For author Marcel Proust, the taste of a single madeleine cake had the power to evoke vividly detailed childhood memories.
Millions of expats around the world have the same experience when enjoying the food they grew up with, but rarely are they given a forum to share those stories. Abhishek Thapar’s gently moving and deeply thoughtful dinner party provides just such a vehicle for three expats living in Amsterdam and another three who have made Adelaide their home. Entering the performance space, we’re asked to separate from our companions and take a seat at one of three tables laden with food. It’s a gentle way to ensure that we are fully immersed in our surroundings and ready to take in the stories that emerge, and by putting everyone on equal footing it stimulates conversation from the outset. Each table hosts one expat each from Amsterdam and Adelaide, and they use their chosen dishes as a trojan horse to tell the stories of how they came to their new homes and the experiences that awaited them before moving to the next table.
Singer/songwriter Elsy Wameyo serves up traditional Kenyan kachumbari salsa and sukuma (stewed greens) alongside sliders that represent the food she learned to bring in her school lunchbox to avoid being alienated by the other children. Other recipes have evolved into palimpsests which tell stories large and small. The ingredients in a Johor Bahru laksa serve as a record of centuries of migration, while a personalised Long Island Iced Tea with cinnamon from India and genever from Amsterdam records a happily peripatetic life.

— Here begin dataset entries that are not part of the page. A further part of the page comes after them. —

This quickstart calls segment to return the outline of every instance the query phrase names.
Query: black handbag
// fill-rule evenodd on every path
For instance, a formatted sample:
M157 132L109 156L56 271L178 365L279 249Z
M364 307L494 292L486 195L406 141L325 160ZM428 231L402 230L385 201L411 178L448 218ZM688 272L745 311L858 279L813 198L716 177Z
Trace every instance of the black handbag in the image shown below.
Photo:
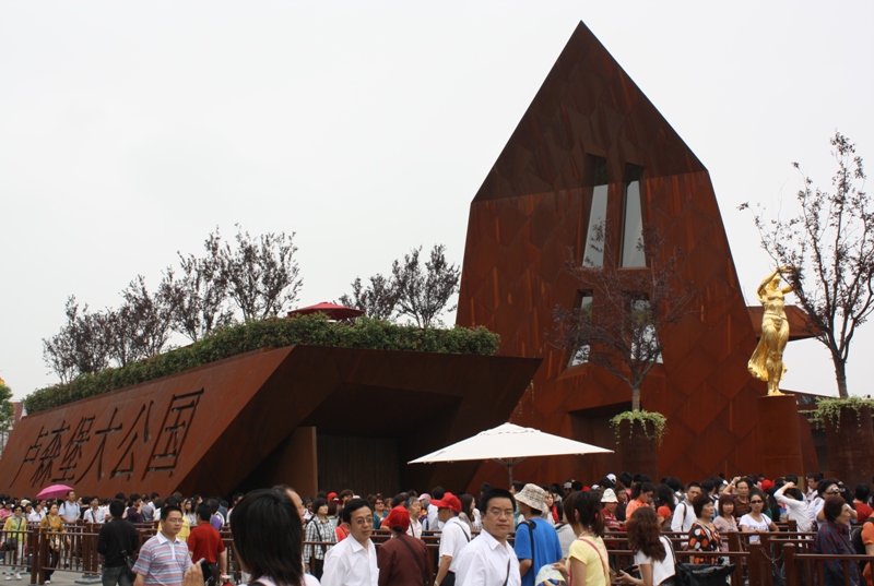
M675 586L725 586L725 579L732 575L737 567L733 563L704 564L677 562L673 543L671 543L671 555L674 558Z

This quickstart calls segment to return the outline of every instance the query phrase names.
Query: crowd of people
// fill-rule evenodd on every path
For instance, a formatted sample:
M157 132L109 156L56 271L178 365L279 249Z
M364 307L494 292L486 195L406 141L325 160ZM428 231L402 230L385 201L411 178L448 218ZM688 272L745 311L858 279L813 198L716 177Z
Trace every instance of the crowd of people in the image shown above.
M84 523L99 526L105 586L232 582L220 534L226 528L244 581L261 586L534 586L559 575L569 586L669 586L676 554L665 533L681 534L680 547L698 564L724 563L719 553L732 531L752 534L748 542L755 543L757 534L778 531L777 523L789 521L799 533L815 534L817 553L874 554L873 512L867 485L851 491L815 474L803 485L793 475L686 485L666 477L656 485L623 473L591 486L572 479L513 482L509 490L484 483L477 495L435 487L391 498L343 490L302 499L280 486L235 494L228 503L178 493L76 498L70 491L59 501L5 498L0 521L7 579L21 579L25 570L25 540L17 536L28 524L51 536L46 584L70 547L64 534ZM140 547L143 526L157 531ZM615 575L604 542L611 534L625 536L635 557L634 566L615 569ZM425 540L436 543L436 563ZM825 586L845 584L843 567L826 562ZM849 567L850 584L866 579L874 586L870 566Z

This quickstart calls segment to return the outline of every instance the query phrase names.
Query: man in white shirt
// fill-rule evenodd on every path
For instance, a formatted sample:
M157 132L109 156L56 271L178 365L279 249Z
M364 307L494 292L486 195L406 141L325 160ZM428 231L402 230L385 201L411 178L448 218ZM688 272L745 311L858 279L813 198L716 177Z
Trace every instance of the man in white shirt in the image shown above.
M674 533L688 534L692 524L698 516L695 514L693 501L701 493L701 486L698 482L689 482L686 487L686 499L674 509L674 517L671 519L671 530Z
M507 543L516 503L506 490L492 489L480 499L483 530L458 555L458 586L521 586L519 563Z
M350 536L324 554L322 586L377 586L379 569L374 531L374 511L364 499L352 499L343 507L342 521Z
M67 491L67 500L58 509L58 514L66 524L73 524L79 518L79 503L75 502L75 492L72 490Z
M106 521L106 513L104 513L103 509L101 509L101 500L97 497L91 498L91 509L85 511L82 515L82 518L85 523L96 523L102 524Z
M452 586L456 583L456 566L461 548L471 540L471 530L458 518L461 513L461 501L451 492L444 494L442 500L432 501L437 507L437 518L444 524L440 533L440 564L437 567L435 586Z

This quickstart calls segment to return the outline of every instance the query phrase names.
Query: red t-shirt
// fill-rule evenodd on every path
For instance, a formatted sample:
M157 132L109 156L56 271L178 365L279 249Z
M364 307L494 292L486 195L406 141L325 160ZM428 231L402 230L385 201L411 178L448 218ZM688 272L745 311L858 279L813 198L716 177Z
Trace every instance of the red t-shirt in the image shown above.
M859 525L863 524L867 517L874 513L874 509L871 509L865 503L853 503L855 506L855 514L859 515L859 518L855 521Z
M191 552L193 561L199 562L205 559L206 563L216 563L218 554L224 550L222 536L209 523L201 523L191 529L188 536L188 551Z

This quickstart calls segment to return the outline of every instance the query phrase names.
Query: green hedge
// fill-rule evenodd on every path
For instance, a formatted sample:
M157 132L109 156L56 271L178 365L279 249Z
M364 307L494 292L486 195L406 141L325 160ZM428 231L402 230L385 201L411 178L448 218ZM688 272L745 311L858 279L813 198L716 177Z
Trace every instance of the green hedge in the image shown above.
M345 324L331 322L320 313L275 318L232 325L185 348L172 349L125 368L82 374L69 384L39 388L24 397L24 407L28 414L44 411L259 348L310 344L374 350L492 356L497 351L499 342L500 336L482 326L421 330L364 316L358 318L354 324Z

This leads to the idea that traditions are important because they connect us to where we come from, but sometimes they need to be changed. A cup of chai simultaneously serves as a joyful reminder of home and the decision not to follow the Karwa Chauth ritual that requires wives to fast and pray for their husbands. This theme of home as a fixed entity in the past and a mutable concept that can be adapted and carried within is one that recurs throughout the night.
DyspOra, a rapper who learned to put 'Gabriel' rather than 'Erjok' on his CV, muses about the ongoing effects of the colonial scramble for Africa, the irony of being told to return to his country by people whose ancestors invaded it and the feeling of being an 'Austr-alien' who is Australian when he succeeds and African when he fails in between dropping rhymes and feeding us. He’s an eloquent speaker who has made a living telling stories from the stage, but the opportunity to hear his and his colleague’s deeply personal perspectives on migration and home in this intimate setting is a privilege.
The project’s success can be measured by the fact that the conversations continued long after the performance had officially ended.